The summary is listed below:

Summary:
21 Unique Jar's
     /usr/lib/jss/jss4-4.2.6.jar
     /usr/share/java/commons-codec.jar
     /usr/lib/symkey/symkey-9.0.0.jar
     /usr/share/java/jakarta-taglibs-core-1.1.1.jar
     /usr/share/java/ldapbeans-4.18.jar
     /usr/share/java/ldapfilt-4.18.jar
     /usr/share/java/ldapjdk-4.18.jar
     /usr/share/java/pki-console-2.0.0.jar
     /usr/share/java/pki/certsrv-9.0.0.jar
     /usr/share/java/pki/cms-9.0.0.jar
     /usr/share/java/pki/cmscore-9.0.0.jar
     /usr/share/java/pki/cmsutil-9.0.0.jar
     /usr/share/java/pki/nsutil-9.0.0.jar
     /usr/share/java/tomcat5-jsp-2.0-api-5.5.27.jar
     /usr/share/java/tomcat5-servlet-2.4-api-5.5.27.jar
     /usr/share/java/tomcat6-jsp-2.1-api-6.0.26.jar
     /usr/share/java/tomcat6-servlet-2.5-api-6.0.26.jar
     /usr/share/java/velocity-1.6.3.jar
     /usr/share/java/xerces-j2-2.9.0.jar
     /usr/share/java/xml-commons-apis-1.4.01.jar
     /usr/share/java/xml-commons-apis-ext-1.4.01.jar
15 Unique RPM's
     jakarta-taglibs-standard
     jss
     ldapjdk
     apache-commons-codec
     pki-server
     pki-console
     pki-symkey
     pki-base
     tomcat5-jsp-2.0-api
     tomcat5-servlet-2.4-api
     tomcat6-jsp-2.1-api
     tomcat6-servlet-2.5-api
     velocity
     xerces-j2
     xml-commons-apis

What this is telling us is that there are 21 jars which provide all
the classes needed to satisfy the import statements. However there may
be some duplicates in the list. Also because of wildcard import
statements some classes and hence jars may have been included which
are not actually utilized in the code.

Those 21 jars are provided by the 15 RPM's listed.

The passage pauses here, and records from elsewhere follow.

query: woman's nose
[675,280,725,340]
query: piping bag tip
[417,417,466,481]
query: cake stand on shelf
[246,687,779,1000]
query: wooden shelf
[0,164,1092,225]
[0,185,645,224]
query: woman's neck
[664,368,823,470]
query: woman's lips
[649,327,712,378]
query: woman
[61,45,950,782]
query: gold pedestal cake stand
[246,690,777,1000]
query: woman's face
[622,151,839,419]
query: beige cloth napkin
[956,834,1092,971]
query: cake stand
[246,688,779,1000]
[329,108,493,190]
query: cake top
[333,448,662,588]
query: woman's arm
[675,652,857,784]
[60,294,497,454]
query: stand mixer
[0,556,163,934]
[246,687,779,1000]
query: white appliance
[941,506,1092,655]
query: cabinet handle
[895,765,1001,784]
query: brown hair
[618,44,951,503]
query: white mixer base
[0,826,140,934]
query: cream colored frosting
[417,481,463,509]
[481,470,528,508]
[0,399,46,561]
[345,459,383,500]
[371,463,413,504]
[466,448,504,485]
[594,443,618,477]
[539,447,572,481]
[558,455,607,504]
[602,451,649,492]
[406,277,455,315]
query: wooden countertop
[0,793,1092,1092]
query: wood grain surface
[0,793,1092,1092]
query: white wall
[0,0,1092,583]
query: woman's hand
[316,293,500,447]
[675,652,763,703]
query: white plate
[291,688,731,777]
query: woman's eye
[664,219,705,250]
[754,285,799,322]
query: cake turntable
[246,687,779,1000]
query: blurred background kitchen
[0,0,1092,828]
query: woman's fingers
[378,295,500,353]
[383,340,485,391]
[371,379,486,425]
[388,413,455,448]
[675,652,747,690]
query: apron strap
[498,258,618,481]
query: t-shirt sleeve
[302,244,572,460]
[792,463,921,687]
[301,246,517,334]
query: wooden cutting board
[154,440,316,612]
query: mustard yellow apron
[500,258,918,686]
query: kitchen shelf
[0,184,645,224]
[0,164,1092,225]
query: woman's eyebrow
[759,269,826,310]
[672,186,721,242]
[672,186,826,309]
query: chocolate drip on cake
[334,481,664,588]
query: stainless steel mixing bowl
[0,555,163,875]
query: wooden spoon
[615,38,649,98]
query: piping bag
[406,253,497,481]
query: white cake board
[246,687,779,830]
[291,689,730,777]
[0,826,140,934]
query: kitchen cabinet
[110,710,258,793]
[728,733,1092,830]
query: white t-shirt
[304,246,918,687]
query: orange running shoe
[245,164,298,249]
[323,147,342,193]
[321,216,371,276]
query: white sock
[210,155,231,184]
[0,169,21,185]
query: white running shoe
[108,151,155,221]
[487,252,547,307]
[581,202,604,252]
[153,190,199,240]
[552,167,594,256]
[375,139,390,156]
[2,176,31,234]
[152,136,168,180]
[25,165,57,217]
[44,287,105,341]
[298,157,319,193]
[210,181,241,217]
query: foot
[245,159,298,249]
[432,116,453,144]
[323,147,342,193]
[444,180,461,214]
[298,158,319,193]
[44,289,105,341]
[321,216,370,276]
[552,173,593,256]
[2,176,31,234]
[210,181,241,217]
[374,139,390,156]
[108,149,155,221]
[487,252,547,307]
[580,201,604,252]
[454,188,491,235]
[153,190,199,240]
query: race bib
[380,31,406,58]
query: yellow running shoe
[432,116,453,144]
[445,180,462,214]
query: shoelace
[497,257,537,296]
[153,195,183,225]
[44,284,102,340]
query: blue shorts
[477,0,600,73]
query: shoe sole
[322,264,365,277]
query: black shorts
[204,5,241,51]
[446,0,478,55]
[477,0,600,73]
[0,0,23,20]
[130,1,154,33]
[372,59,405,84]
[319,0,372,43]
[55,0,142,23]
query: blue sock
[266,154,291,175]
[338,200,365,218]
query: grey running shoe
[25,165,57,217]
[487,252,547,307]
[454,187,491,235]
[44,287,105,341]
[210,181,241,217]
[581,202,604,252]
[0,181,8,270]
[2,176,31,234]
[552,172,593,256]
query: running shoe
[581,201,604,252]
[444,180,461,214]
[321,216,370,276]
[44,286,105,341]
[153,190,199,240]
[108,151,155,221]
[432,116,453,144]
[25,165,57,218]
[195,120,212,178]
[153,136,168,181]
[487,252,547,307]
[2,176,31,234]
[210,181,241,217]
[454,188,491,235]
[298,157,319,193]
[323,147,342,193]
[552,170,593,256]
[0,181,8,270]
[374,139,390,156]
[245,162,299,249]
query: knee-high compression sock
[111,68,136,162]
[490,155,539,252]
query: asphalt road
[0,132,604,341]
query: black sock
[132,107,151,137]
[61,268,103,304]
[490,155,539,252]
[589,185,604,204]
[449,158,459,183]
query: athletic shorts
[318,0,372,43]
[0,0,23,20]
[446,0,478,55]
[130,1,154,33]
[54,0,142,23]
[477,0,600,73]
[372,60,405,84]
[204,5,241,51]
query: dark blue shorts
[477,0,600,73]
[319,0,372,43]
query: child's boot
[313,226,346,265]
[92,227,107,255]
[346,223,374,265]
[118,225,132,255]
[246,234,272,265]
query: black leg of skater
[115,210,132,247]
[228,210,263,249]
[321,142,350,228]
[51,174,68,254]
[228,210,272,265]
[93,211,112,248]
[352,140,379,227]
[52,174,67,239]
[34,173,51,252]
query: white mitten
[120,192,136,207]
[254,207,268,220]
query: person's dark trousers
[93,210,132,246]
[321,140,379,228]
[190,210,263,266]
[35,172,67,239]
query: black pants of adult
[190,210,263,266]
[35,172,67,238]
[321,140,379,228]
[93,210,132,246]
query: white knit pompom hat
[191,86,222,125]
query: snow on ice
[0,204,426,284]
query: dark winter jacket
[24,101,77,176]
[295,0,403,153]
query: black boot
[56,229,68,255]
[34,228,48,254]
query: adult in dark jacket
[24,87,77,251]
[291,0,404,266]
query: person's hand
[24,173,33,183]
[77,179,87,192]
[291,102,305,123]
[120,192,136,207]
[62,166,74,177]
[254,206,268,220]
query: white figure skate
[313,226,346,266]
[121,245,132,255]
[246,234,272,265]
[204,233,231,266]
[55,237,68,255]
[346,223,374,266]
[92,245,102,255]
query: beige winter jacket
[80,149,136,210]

Once again there
may be some class duplication and/or unnecessary RPM's due to
wildcarding. But this gives a very small manageable list to manually
pick through and make our choices. For example, one thing we can
immediately see is that both tomcat5-servlet-2.4-api and
tomcat6-servlet-2.5-api appear in the list, we clearly need only one
version and pick the one for the version of tomcat we're targeting,
hence tomcat6-servlet-2.5-api, same applies to tomcat6-jsp-2.1-api.